The beach doesn’t look much different than on any other day, other than that there don’t seem to be that many people present. Perhaps it’s just a question of the resort you frequent, some resorts busier than others, perhaps with activities that require people to be somewhere else at the time. Groups of sailing boats are berthed in the shallows close to shore, with strings of small buoys that delimit the safe zone for each resort. Broad plains of pale sand spread out before me, beaten down by innumerable feet, the small heaps of sargassum clutching the edges of the shore. When do the resorts clear the beaches of the unsightly growth that has been flooding Caribbean beaches – in the middle of the night? Early in the morning, before the first revelers awake? And above, rows of ivory cumulus puffs float along the cerulean backdrop with their latent steel contours …
Closer to the beach, the translucent waters are a glassy pale green that gradually darkens moving away from the shore, although substantial patches of seaweed darken the turquoise idyll closer to shore as well, an ever-present threat to the image of tropical paradise sold to the masses who spend copious amounts of money for their ephemeral glimpse of paradise. Further out, motorboats cruise purposefully in broad arcs with parasails in tow, their slowly rotating grandeur buffeted by wind and drag. The curtain of Royal palms arcs before me, separating the beach from the cloud-stained sky.
My usual tactic is to stroll casually up the beach, then occasionally throw my towel down and when that becomes too boring, wander into the water. Having again failed to bring my snorkeling things, I am happy to simply splash around the water, watch the world pass by me, then quickly make my way back from the shallows to my towel and enjoy the respite in the waning sun. It always surprises me how quickly the afternoon passes when enjoying the time at the beach.
With the best of intentions, I will not be making it beyond Playa Bávaro; for one, the late afternoon is casting long shadows over the sand and the sargassum-filled water is now becoming unpleasant to swim in. And fortunately, this beach also offers the shortest walk to the main road; just as the trip here is regrettable, the return offers its own challenges.
Dusk approaches, then night falls; looking out over the darkened sea, it occurs to me that in the rush to wrap up affairs, shop for food, and not return to my home of the moment at too late of an hour, I have not spent time on any beach at night, soaking in the special ambience when the temperature cools, the tropical air achieving a delicious freshness, the distractions of the day melting away, and the stars and moon shining in the darkness above.
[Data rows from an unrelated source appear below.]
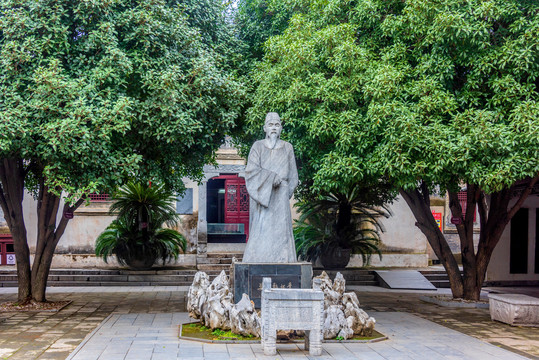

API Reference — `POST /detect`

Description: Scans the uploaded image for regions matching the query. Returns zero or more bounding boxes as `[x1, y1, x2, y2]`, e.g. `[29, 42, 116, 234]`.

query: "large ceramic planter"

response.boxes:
[125, 256, 156, 270]
[320, 247, 352, 269]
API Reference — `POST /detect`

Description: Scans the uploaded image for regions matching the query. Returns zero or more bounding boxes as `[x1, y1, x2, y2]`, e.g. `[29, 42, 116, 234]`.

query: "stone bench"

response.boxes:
[261, 277, 324, 356]
[488, 294, 539, 326]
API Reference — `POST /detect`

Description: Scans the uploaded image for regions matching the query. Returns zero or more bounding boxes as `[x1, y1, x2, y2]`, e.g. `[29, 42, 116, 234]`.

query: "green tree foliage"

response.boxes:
[0, 0, 244, 301]
[294, 186, 390, 265]
[248, 0, 539, 299]
[95, 182, 187, 268]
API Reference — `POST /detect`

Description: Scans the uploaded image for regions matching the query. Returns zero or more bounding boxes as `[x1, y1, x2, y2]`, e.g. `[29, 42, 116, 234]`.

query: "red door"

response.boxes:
[225, 176, 249, 240]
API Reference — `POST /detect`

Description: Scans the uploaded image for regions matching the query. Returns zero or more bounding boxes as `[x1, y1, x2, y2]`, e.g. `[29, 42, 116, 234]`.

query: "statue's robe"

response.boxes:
[243, 140, 298, 263]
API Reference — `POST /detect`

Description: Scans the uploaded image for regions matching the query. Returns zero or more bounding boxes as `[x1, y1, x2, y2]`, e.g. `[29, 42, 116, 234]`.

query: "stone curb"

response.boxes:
[180, 324, 389, 344]
[419, 295, 489, 309]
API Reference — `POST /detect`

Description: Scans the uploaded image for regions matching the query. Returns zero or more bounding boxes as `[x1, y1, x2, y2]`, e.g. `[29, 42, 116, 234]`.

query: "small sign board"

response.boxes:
[6, 254, 15, 265]
[432, 210, 442, 231]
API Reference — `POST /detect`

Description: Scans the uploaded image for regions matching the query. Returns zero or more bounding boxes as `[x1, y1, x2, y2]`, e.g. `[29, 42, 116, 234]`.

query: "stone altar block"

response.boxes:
[261, 277, 324, 356]
[488, 294, 539, 327]
[231, 262, 313, 309]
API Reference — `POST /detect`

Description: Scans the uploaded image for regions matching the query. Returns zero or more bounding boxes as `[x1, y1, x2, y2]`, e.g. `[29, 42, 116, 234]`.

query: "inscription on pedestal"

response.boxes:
[234, 263, 313, 309]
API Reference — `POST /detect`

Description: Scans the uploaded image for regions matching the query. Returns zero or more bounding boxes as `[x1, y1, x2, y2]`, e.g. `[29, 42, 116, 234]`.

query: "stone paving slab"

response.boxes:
[374, 270, 436, 291]
[67, 312, 526, 360]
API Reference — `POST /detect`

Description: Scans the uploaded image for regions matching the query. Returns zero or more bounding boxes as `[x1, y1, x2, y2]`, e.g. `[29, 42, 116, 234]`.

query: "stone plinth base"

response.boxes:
[488, 294, 539, 326]
[232, 262, 313, 309]
[261, 278, 324, 356]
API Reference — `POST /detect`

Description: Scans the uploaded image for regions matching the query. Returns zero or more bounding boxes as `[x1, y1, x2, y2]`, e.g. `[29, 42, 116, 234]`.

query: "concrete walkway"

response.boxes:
[68, 312, 525, 360]
[0, 287, 539, 360]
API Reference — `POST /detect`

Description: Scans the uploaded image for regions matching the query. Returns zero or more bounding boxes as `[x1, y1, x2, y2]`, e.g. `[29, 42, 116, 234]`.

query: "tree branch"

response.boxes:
[507, 174, 539, 220]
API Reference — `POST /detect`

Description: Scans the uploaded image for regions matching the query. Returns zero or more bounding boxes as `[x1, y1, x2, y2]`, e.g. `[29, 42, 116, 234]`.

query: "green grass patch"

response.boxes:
[180, 323, 260, 341]
[180, 323, 386, 341]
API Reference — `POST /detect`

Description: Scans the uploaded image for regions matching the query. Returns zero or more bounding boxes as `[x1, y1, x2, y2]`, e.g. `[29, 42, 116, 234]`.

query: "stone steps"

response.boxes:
[197, 253, 243, 274]
[313, 268, 379, 286]
[0, 262, 378, 287]
[0, 269, 224, 287]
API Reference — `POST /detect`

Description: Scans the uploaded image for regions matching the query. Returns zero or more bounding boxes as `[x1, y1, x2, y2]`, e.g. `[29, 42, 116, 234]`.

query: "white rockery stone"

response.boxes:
[187, 271, 260, 336]
[316, 271, 376, 339]
[187, 271, 210, 319]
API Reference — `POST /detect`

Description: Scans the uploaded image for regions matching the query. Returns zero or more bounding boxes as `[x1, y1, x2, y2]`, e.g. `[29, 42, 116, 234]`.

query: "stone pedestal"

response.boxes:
[488, 294, 539, 327]
[261, 278, 324, 356]
[232, 262, 313, 309]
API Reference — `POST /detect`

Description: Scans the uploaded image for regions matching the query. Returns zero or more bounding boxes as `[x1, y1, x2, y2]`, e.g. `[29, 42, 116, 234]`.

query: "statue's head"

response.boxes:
[264, 112, 283, 138]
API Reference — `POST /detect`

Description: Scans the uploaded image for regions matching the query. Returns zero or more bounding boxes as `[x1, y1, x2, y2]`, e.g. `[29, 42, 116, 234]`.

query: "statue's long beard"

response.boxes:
[268, 134, 279, 149]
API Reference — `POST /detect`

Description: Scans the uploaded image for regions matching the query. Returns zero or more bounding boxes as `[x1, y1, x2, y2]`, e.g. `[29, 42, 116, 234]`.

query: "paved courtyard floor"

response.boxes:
[0, 287, 539, 360]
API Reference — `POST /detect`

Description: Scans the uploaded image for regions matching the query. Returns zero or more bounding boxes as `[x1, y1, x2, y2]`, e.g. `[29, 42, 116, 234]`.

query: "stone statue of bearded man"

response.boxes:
[243, 112, 298, 263]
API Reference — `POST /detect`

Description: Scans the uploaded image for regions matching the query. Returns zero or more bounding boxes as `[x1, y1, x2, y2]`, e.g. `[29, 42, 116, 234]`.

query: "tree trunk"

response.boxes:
[399, 186, 464, 298]
[0, 159, 32, 303]
[32, 181, 84, 302]
[400, 175, 539, 301]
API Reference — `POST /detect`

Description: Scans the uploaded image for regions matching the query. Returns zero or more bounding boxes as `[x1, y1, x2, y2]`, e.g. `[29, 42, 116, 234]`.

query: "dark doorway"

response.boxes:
[509, 208, 529, 274]
[206, 174, 249, 243]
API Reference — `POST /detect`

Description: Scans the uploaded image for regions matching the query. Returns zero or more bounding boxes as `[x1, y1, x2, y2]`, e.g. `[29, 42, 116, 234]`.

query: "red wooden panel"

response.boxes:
[457, 191, 476, 222]
[225, 177, 249, 239]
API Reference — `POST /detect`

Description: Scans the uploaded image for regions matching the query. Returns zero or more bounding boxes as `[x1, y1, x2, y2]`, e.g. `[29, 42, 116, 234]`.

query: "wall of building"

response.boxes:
[19, 188, 198, 268]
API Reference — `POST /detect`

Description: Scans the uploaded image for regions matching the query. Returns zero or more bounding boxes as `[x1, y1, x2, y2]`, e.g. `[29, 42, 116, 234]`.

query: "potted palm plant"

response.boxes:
[294, 187, 390, 269]
[95, 182, 187, 269]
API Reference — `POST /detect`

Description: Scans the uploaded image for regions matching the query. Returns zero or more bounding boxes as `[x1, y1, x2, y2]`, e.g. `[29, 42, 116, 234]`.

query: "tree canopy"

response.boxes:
[248, 0, 539, 295]
[250, 0, 539, 191]
[0, 0, 244, 304]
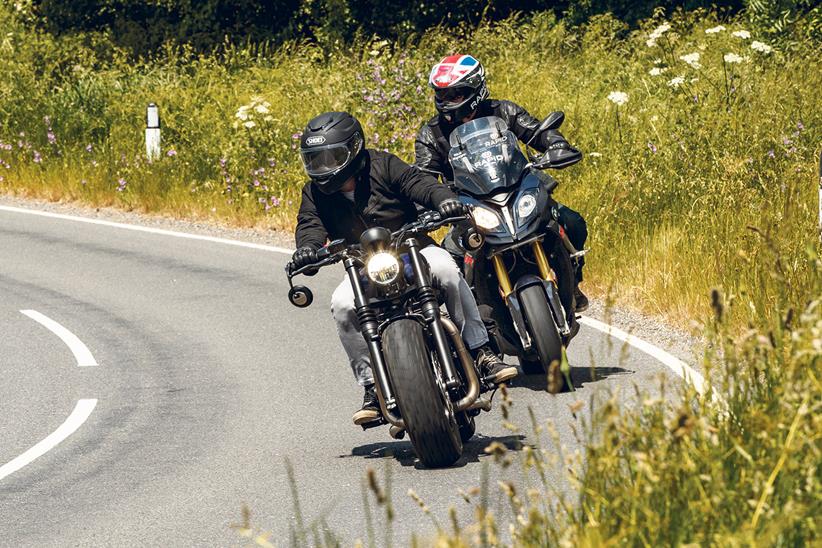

What that also means is that after slowly brushing off the annoyingly persistent fine sand from my feet, putting on my shoes, and trudging back through the array of tawdry souvenir shacks toward Avenida Barceló, I have to wait patiently as a procession of vehicles lumbers by, belching noxious smoke, then after some regrettable period of time realizing that no gua gua will be making an appearance at this point.
I commandeer an Uber to the Jumbo in downtown Punta Cana, the motive for my visit buying a selection of quality Dominican coffee, in anticipation of finishing my trip in a few days. The slow and pensive journey through the massive supermarket is definitely rewarding, the place clean, brightly lit, with a seemingly limitless selection, and all that great food I can purchase allowing me to make a great dinner not much later in the evening at my quiet, spacious, and clean apartment in the Pueblo Bávaro.